Making a shock comedy without actually shocking anyone
Oddly, there is virtually no nudity, Gordon appears to be terrified of introducing any real violence and shies away from the high-as-a-kite scene that would be de rigueur in any Seth Rogen movie. The action scenes are done straight, including a rescue from a burning boat with singularly unconvincing computer generated flames, but that only begs the question. What sort of movie are we trying to make here? Director Gordon and writers Damian Shannon and Mark Swift don’t seem to have a clue, so how the hell is the audience supposed to figure it out?
Shannon and Swift are also not up to the challenge of fleshing out women in bathing suits into three-dimensional characters. As in the original material, they’re mainly there to look good while they run in slow motion, and insofar as that goes, mission accomplished. It is sort of a lost opportunity, and that’s even more the pity because the bar wasn’t set that high in the first place. Here, they’ve created a situation where the women have to pass exactly the same standards as men to do a job where they risk their own lives to save others, and the few times that the female lifeguards get to show any actual expertise it’s to show up the strutting Brody.
They do only slightly better with Priyanka Chopra as the straight-from-central-casting sexy but ruthless Latina drug boss, who sees success in crime as a feminist victory. She’s essentially a less irritating Sofia Vergara, but is more than up to her cardboard character.

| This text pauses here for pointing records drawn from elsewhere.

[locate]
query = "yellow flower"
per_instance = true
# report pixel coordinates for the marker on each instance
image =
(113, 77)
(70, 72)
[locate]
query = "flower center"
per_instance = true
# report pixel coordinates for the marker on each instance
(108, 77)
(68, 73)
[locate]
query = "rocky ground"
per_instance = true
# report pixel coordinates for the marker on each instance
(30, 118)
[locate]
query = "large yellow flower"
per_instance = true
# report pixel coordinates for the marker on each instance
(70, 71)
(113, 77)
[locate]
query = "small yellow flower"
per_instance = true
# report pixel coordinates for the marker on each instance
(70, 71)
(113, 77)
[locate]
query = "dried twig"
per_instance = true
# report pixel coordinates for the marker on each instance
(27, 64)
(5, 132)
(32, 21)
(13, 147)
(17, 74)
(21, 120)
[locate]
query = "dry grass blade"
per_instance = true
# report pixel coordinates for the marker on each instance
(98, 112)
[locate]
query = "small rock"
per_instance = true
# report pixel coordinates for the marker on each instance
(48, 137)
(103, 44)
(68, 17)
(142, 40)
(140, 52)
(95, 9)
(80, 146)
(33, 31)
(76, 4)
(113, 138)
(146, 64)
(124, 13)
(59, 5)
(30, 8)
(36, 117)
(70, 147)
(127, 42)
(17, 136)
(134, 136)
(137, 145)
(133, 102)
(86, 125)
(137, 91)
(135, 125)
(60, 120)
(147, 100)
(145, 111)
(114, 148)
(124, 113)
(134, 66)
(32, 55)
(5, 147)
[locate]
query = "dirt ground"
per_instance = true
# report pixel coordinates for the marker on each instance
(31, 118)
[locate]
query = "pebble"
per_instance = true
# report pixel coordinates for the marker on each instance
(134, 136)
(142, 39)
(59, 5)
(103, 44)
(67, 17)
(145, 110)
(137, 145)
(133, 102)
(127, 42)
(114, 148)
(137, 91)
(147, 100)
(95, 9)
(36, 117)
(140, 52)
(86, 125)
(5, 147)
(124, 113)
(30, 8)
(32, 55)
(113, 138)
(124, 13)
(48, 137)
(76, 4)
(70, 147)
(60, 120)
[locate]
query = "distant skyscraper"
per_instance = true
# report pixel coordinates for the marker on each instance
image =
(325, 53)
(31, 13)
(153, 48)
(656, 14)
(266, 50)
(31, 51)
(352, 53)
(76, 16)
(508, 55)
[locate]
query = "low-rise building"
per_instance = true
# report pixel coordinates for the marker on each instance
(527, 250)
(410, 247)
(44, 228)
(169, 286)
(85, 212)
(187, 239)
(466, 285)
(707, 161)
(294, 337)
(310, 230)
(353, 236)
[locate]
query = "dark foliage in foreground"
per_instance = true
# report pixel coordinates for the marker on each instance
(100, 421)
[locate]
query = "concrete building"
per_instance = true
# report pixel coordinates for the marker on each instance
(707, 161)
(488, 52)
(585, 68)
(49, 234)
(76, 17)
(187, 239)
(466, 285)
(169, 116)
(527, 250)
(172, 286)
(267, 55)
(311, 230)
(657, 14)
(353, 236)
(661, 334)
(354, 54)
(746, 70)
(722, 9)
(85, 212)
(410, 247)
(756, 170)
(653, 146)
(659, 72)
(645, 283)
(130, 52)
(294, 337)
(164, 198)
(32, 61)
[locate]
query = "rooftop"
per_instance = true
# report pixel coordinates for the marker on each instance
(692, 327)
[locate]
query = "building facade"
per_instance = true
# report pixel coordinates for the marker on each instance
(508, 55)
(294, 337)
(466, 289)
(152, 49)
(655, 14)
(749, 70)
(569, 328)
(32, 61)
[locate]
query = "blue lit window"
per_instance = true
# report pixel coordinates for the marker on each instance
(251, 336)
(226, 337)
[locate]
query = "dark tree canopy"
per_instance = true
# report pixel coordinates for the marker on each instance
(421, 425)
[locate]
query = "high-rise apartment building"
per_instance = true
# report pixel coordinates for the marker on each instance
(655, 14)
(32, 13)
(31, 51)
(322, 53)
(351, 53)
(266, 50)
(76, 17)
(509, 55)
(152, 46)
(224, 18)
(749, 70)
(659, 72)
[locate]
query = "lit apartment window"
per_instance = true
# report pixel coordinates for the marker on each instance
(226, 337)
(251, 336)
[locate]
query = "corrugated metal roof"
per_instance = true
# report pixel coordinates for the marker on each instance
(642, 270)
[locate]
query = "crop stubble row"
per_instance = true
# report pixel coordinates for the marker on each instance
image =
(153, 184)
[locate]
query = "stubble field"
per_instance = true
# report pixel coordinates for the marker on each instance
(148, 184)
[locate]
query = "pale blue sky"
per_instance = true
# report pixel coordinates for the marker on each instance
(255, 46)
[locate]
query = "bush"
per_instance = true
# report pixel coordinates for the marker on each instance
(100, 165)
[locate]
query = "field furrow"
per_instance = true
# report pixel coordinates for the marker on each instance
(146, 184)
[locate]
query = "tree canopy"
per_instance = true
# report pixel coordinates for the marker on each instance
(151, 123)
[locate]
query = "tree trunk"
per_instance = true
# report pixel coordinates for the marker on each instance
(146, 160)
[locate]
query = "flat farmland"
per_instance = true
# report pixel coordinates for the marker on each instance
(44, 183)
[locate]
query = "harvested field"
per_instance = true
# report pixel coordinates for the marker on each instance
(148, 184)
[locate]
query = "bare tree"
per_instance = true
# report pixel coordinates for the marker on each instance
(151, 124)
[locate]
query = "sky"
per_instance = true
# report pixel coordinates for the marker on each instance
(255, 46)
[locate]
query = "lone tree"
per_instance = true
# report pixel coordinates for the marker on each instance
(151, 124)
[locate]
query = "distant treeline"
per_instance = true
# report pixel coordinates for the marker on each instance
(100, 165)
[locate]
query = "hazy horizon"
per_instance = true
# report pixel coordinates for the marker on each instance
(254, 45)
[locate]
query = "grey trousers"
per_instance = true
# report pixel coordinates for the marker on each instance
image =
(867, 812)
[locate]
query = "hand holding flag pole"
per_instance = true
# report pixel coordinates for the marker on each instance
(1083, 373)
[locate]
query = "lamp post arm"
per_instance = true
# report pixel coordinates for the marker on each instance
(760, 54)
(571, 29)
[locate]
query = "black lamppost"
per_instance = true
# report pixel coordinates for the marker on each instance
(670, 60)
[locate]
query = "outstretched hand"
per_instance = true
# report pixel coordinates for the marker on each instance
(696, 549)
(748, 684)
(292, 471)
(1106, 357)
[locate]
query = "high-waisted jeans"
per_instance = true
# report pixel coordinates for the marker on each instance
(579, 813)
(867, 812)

The cast is too good for the material
In fact, the entire cast is too good for the material. Johnson could have phoned this one in, and odds are no one would have blamed him. To his credit, he doesn’t. He manages to imbue his Mitch Buchannon with a drill sergeant’s machismo and Ward Cleaver’s paternal compassion. He handles one of the movie’s few funny jokes, calling Matt by the name of a different boy band every time he addresses him, with an aplomb that makes the gag seem wittier than it is. The hallmark of a professional actor is often not how they do with great dialogue. A high school student can often carry off “To be or not to be…” Great dialogue elevates the actor. Nothing shows up a mediocre actor quicker than mediocre dialogue. It is impressive how well the cast does with the turkey schtick they’ve been saddled with.
That leaves the inevitable conclusion that the people who need saving the most here are a likable cast with nothing to do but look good in a movie that’s otherwise a conceptual disaster. Baywatch looks good – the photography is in places even better than it needs to be – but this is still basically a day old sushi platter.
There is no reason to pay first run admission prices for this, and even Redbox would be a stretch. Dwayne Johnson will survive this, but hopefully the rest of the cast won’t go down with the ship, only to surface in the DVD cutout bin. Someone needs to save the lifeguards from the script.
What do you think? Is Baywatch a bomb sinking to the bottom, or does The Rock make it worth watching?
Baywatch is already playing in the United States and various Eastern European markets. It opens May 29, 2017 in the United Kingdom.